Question

The flask contains 10.0 mL of HCl and a few drops of phenolphthalein indicator. The buret contains 0.160 M NaOH. It requires 18.2 mL of the NaOH solution to reach the end point of the titration. A buret filled with a titrant is held above a graduated cylinder containing an analyte solution. What is the initial concentration of HCl

Answer 1

Answer:

Approximately $0.291\; \rm M$ (rounded to two significant figures.)

Explanation:

The unit of concentration $\rm M$ is the same as $\rm mol \cdot L^{-1}$ (moles per liter.) On the other hand, the volume of both the $\rm NaOH$ solution and the original $\rm HCl$ solution here are in milliliters. Convert these two volumes to liters:

• $V(\mathrm{NaOH}) = 18.2\; \rm mL = 18.2 \times 10^{-3}\; \rm L = 0.0182\; \rm L$.
• $V(\text{ \mathrm{HCl} , original}) = 10.0\; \rm mL = 10.0\times 10^{-3}\; \rm L = 0.0100\; \rm L$.

Calculate the number of moles of $\rm NaOH$ in that $0.0182\; \rm L$ of $0.160\; \rm M$ solution:

$\begin{aligned} n(\mathrm{NaOH}) &= c(\mathrm{NaOH})\cdot V(\mathrm{NaOH})\\ &= 0.160\; \rm mol \cdot L^{-1} \times 0.0182\; \rm L \approx 0.00291\; \rm mol\end{aligned}$.

$\rm HCl$ reacts with $\rm NaOH$ at a one-to-one ratio:

$\rm HCl\; (aq) + NaOH\; (aq) \to NaCl\; (aq) + H_2O\; (l)$.

Coefficient ratio:

$\displaystyle \frac{n(\mathrm{HCl})}{n(\mathrm{NaOH})} = 1$.

In other words, one mole of $\rm NaOH$ would neutralize exactly one mole of $\rm HCl$. In this titration, $0.291\; \rm mol$ of $\rm NaOH\!$ was required.

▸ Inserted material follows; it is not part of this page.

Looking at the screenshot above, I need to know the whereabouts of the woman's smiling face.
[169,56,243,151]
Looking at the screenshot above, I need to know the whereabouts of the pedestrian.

Therefore, the same amount of $\rm HC$ should be present in the original solution:

$\begin{aligned}&n(\text{ \mathrm{HCl} , original})\\ &= n(\mathrm{NaOH})\cdot \frac{n(\mathrm{HCl})}{n(\mathrm{NaOH})} \\ &\approx 0.00291\; \rm mol \times 1 = 0.00291\; \rm mol\end{aligned}$.

Calculate the concentration of the original $\rm HCl$ solution:

$\displaystyle c(\text{ \mathrm{HCl} , original}) = \frac{n(\text{ \mathrm{HCl} , original})}{V(\text{ \mathrm{HCl} , original})} \approx \frac{0.00291\; \rm mol}{0.0100\; \rm L} \approx 0.291\; \rm M$.